Evaluation of the BMB is accepted as essential for the accurate staging and follow-up of patients with neuroblastoma. Krishnan et al. [16] evaluated the use of routine immunohistochemical analysis of BMB in neuroblastoma cases. Immunostaining for synaptophysin, chromogranin, and β-catenin on otherwise histologically negative BMB identified isolated tumor cells (ITCs) in 9.1%, 5.0%, and 10.0% of 220 biopsy specimens, respectively. Overall survival however was not significantly different between patients with and without ITCs. Of the immunohistochemical markers evaluated, β-catenin showed the greatest sensitivity for identifying ITCs in the bone marrow and showed reactivity in primary tumor samples. β-catenin appears to a sensitive immunohistochemical marker of primary and secondary neuroblastoma and should thus be used in the routine assessment of BMB in the evaluation of neuroblastoma.

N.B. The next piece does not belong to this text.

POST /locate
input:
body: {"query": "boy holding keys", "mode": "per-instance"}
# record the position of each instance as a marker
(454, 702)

Infectious and inflammatory disorders

The diagnosis and management of immune thrombocytopenic purpura (ITP) are hampered by a lack of consensus on standardized critical definitions, outcome criteria, and terminology. Rodeghiero et al. [17] report the conclusions of an International Working Group of recognized expert clinicians (the Vicenza Consensus Conference) in defining standard terminology and definitions for primary and secondary ITP, different phases of disease and for the grading of severity.

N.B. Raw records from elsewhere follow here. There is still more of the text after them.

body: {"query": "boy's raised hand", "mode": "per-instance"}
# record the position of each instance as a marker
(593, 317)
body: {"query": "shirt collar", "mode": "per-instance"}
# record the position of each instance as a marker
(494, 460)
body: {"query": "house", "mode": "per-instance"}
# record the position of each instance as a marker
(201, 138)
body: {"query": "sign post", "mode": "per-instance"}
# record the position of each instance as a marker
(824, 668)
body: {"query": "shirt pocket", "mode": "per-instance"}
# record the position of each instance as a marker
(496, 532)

The panel preferred “immune,” to “idiopathic,” to emphasize the immune-mediated mechanism of the disease and to allow a division into “primary” (as opposed to idiopathic) to indicate the absence of any obvious initiating and/or underlying cause and “secondary immune thrombocytopenia” (secondary ITP) to include all forms of immune-mediated thrombocytopenias except primary ITP. The term “purpura” was felt inappropriate because bleeding symptoms are generally absent or minimal. The acronym ITP is however preserved recognizing its time-honored use and facilitating literature searches. A platelet count less than 100 × 109 per liter was preferred to the more commonly used level of less than 150 × 109 per liter.

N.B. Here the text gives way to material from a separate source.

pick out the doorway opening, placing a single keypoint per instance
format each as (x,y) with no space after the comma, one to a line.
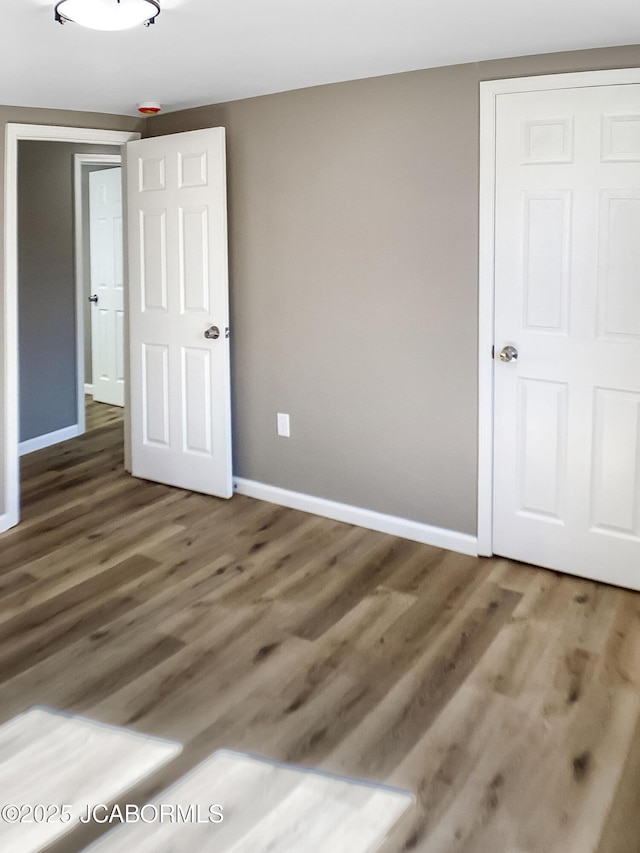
(10,387)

Secondary ITP includes cases of thrombocytopenias that are due to an underlying disease or to drug exposure. Other examples include fetal and neonatal alloimmune thrombocytopenic purpura, posttransfusion purpura, systemic lupus erythematosus (SLE)-associated, HIV-associated, “drug-induced,” e.g., “secondary ITP (quinine-induced)” and “heparin-induced thrombocytopenia”. The term “newly diagnosed ITP” was recommended for all cases at diagnosis, “persistent ITP,” for patients with ITP lasting between 3 and 12 months from diagnosis, including patients not achieving spontaneous remission or not maintaining their response after stopping treatment and “chronic ITP” for patients with ITP lasting for more than 12 months. “Severe” ITP should be used only in patients who have clinically relevant bleeding.

Hematopathologists have a role in the diagnosis of ITP particularly in the exclusion of myelodysplasia. Both SLE and HIV infection with thrombocytopenia have suggestive morphological features in the BMB which may provide the first evidence of these diseases. This review provides a useful clarification and standardization of terminology which is relevant to the reporting of BMB in ITP cases.